Pour le moment, une seule chose comptait, se débarrasser de ce témoin et fuir ce toit au plus vite. En contrebas, il entendait le bruit de la circulation mais encore aucunes sirènes. Il estima donc qu’il ne s’était pas écoulé plus de quelques secondes. En face, un employé moins paniqué que les autres devaient être en train d’appeler la police. Au même instant, à quelques kilomètres, un opérateur ou une opératrice du 911 était en train d’envoyer les données aux voitures de patrouille les plus proche tout en parlant avec son interlocuteur. Avec la circulation, et vu la manière dont la zone était quadrillée, il avait déjà estimé que la première patrouille mettrait au minimum 6 minutes pour arriver. Le temps pour lui s’évaporer dans la nature. Mais pour cela, il devait d’abord pouvoir le faire. Mais cette femme était peut-être une aubaine finalement. Elle était armée, ce n’était donc pas une simple passante. Il pourrait peut-être réussir é lui faire porter le chapeau. Il suffisait de se tirer de là en la laissant en vie et en s’arrangeant pour qu’elle-même reste coincée sur ce toit jusqu’à l’arrivée de la police.
Pourquoi est-ce qu’il ne se contentait pas simplement de la tuer ? Il n’était qu’une ombre, un mythe. Il n’avait pas besoin de faire porter le chapeau de ses actes à quelqu’un d’autres. D’ailleurs, il ne laissait jamais de témoins… Normalement. En fait, il ne l’avait fait qu’une seule fois, des années plus tôt, au bas d’une falaise Ukrainienne.

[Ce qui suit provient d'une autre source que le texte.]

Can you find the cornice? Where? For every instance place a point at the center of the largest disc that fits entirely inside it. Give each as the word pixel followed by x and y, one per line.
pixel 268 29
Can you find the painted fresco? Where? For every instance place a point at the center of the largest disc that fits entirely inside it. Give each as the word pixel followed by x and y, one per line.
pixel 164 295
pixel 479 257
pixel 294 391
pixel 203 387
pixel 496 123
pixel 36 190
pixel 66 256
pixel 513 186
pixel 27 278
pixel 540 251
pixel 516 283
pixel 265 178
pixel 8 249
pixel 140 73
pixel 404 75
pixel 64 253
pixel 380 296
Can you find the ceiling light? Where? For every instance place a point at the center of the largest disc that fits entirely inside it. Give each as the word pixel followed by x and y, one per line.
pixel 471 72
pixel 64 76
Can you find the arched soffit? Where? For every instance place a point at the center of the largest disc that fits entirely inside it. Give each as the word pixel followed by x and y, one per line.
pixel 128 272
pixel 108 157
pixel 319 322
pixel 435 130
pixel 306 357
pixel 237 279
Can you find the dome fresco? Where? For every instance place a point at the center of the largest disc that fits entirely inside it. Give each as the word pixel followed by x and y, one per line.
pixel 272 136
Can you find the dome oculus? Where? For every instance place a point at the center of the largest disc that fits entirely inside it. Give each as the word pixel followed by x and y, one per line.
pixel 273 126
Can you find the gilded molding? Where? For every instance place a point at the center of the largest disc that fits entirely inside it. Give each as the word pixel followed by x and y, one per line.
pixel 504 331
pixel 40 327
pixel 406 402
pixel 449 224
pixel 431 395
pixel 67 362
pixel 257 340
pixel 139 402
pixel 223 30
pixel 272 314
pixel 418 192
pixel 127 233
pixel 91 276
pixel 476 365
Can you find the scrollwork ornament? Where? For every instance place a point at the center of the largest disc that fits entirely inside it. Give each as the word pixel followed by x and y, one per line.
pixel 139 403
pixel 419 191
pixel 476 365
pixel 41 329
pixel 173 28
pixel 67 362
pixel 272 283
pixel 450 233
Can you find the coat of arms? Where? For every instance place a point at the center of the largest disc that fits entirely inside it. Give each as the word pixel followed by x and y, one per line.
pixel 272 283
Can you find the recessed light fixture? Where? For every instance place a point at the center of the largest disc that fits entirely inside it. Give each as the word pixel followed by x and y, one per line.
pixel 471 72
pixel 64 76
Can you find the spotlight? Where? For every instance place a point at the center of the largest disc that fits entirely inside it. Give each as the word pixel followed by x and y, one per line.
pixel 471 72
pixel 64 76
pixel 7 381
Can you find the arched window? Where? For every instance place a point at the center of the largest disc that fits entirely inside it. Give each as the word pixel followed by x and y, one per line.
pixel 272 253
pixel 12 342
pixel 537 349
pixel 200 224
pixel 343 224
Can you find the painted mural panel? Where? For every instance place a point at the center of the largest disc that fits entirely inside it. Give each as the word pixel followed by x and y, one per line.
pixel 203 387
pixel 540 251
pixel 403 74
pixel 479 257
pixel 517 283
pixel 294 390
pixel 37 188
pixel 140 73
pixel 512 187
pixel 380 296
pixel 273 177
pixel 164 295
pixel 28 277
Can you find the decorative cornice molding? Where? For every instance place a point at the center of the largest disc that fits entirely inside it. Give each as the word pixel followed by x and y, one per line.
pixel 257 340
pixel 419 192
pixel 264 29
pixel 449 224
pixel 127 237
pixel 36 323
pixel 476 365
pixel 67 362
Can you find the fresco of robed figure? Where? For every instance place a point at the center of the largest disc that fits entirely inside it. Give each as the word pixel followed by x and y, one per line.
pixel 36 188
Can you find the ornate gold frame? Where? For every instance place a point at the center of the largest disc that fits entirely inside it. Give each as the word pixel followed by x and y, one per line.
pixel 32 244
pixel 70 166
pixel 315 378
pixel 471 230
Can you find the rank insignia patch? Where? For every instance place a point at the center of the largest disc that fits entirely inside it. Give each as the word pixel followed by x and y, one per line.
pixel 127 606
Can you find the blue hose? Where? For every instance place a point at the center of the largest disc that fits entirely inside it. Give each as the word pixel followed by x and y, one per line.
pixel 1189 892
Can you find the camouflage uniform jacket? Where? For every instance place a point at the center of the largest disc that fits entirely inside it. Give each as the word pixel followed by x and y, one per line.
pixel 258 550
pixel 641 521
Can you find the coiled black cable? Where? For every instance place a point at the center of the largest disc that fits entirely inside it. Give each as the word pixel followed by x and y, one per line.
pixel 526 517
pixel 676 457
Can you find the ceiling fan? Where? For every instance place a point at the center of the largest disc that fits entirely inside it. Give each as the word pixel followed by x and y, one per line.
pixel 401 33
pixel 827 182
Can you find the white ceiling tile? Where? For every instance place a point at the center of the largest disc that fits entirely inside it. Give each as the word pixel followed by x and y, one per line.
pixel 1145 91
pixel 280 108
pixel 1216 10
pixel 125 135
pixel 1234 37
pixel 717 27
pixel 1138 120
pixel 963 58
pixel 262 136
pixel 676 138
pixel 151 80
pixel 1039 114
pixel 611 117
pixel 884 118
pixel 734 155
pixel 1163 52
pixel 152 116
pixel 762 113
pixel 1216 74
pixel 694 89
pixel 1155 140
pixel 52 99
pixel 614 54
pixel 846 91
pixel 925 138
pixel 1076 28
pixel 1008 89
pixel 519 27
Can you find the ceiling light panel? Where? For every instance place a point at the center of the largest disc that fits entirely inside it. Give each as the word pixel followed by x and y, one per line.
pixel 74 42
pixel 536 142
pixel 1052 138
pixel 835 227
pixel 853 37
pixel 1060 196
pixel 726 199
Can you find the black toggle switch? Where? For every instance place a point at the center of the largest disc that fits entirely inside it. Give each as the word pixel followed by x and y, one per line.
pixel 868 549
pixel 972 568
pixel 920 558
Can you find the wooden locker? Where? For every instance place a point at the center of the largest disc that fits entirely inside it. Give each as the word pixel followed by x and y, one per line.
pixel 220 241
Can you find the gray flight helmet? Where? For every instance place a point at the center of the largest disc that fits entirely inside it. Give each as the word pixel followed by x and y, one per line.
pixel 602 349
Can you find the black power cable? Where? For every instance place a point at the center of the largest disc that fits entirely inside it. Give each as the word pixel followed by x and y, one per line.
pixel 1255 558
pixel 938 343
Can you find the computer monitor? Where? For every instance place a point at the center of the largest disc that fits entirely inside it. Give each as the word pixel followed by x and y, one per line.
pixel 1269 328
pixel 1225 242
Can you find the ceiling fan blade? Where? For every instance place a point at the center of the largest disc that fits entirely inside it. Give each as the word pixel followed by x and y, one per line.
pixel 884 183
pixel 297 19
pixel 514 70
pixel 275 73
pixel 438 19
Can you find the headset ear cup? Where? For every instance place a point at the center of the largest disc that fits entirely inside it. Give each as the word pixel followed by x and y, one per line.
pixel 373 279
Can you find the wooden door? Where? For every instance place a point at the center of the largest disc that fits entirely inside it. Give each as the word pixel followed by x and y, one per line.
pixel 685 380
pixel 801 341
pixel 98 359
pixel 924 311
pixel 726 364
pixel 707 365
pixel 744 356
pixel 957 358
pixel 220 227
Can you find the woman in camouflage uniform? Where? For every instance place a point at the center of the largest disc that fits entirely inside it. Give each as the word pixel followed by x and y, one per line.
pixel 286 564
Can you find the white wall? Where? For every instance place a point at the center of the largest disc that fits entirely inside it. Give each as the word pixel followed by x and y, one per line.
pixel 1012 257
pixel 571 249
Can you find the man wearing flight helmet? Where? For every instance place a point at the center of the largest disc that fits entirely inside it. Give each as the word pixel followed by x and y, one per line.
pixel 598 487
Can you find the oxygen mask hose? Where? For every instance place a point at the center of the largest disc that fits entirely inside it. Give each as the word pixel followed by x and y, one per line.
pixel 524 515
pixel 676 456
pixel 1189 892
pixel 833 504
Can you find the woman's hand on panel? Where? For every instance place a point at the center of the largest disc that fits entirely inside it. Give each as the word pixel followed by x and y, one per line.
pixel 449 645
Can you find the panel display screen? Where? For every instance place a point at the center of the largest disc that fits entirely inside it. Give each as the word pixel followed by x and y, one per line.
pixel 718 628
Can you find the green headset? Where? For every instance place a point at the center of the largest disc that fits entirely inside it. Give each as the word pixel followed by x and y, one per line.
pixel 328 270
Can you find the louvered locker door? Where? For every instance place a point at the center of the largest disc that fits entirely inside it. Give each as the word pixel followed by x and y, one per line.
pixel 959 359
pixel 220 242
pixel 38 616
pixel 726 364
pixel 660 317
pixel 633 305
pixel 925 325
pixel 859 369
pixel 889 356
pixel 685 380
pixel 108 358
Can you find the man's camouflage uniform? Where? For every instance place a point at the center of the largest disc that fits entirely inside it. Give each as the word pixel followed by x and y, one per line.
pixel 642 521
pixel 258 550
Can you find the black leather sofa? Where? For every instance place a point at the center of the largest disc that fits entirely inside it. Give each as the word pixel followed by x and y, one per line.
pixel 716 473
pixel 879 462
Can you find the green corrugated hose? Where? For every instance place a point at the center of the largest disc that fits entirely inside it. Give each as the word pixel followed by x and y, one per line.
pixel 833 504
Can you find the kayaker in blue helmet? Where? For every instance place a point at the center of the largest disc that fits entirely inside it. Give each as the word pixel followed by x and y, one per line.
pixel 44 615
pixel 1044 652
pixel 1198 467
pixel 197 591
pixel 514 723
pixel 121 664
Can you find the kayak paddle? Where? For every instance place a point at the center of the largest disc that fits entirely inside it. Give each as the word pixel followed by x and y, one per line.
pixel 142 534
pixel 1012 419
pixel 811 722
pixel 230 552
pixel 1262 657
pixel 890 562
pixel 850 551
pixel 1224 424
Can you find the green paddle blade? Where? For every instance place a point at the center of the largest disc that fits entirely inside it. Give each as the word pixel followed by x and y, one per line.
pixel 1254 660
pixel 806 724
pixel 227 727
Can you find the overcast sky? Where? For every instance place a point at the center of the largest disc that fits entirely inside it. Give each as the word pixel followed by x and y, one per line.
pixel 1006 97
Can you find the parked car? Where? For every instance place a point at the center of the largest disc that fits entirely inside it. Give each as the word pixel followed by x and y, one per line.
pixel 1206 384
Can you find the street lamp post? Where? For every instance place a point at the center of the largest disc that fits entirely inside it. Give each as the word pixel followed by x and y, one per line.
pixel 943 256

Il réfléchissait à toute vitesse à comment piéger la femme en haut de cet immeuble quand elle prit tout à coup la parole. Combien de secondes depuis ? 20 ? 30 ? Sa notion du temps avait toujours été un de ses plus gros problèmes. Mais il oublia instantanément son décompte d’avant l’arrivée de la police quand il l’entendit.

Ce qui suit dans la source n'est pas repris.